WASHINGTON (AP) _ The Corporation for Public Broadcasting, saying that the nation's Hispanics are being shut off from most television news programming, announced Monday it will offer a Spanish version of the MacNeil-Lehrer NewsHour.

On Jan. 14, the Public Broadcasting System program will become the first major national American news program to carry a simultaneous Spanish translation, said CPB President Don Ledwig.

The Spanish version, called NewsHour en Espanol, will be available in 36 cities, including Washington and New York, under a corporation grant of $290,000 to cover a year's costs.

A Spanish version was tested in 25 selected cities for two weeks in September, and the response was generally positive, Ledwig said.

''Spanish is the second most predominant language used in the country, and U.S. Census Bureau figures show that the Hispanic population is growing five times faster than the population as a whole,'' he added.

NewsHour correspondent Judy Woodruff said the service will fill an information void that has been ignored for too long.
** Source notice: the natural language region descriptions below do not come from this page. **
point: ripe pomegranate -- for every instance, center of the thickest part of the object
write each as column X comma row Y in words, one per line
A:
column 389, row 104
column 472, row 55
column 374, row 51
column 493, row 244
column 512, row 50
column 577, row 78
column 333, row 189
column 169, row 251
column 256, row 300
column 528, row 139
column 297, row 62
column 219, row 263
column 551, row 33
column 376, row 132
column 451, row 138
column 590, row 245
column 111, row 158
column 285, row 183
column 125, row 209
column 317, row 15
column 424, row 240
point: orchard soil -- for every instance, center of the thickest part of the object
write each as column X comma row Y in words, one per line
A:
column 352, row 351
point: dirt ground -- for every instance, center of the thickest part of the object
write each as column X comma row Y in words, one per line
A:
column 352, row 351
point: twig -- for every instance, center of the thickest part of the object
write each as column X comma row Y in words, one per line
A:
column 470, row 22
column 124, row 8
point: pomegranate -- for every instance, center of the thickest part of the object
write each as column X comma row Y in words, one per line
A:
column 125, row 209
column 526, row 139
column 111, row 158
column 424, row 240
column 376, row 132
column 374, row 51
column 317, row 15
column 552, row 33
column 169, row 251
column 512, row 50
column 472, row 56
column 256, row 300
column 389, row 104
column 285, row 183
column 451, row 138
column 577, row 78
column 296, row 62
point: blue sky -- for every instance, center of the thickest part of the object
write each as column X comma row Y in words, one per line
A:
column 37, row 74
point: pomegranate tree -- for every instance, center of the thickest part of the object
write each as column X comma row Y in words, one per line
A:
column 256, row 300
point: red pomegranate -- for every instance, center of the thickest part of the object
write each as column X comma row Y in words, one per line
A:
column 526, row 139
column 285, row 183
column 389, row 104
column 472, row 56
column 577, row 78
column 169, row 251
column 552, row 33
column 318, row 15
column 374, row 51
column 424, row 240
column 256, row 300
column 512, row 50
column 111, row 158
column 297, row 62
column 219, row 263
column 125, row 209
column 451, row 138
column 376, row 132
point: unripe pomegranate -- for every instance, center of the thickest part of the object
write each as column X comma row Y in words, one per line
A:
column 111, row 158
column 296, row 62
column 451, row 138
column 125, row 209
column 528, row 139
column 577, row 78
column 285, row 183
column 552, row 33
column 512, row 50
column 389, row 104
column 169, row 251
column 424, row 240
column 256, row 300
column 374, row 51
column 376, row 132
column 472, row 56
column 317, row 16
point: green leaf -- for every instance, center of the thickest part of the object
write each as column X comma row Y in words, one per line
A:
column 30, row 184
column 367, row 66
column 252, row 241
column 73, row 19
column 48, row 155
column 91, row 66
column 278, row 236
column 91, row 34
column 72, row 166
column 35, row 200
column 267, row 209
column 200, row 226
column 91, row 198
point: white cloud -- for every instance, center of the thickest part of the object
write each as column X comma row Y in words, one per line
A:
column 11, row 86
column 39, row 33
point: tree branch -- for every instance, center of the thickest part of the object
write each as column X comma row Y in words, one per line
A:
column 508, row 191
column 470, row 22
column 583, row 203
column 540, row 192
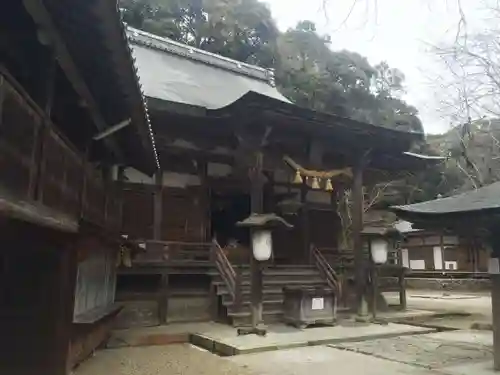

''As a program of news in depth, we have a lot to offer to a Spanish- speaking audience,'' Ms. Woodruff said. ''We provide thorough coverage of events - national and international news - that would be of interest to Hispanics as well as everyone else.''

The Spanish service will only be available to households that have either stereo television receivers, stereo video cassette recorders or stereo adaptor capabilities.

The project will use translators from the United Nations.

About 35 percent of all Spanish-speaking households in the nation will be able to receive the broadcast.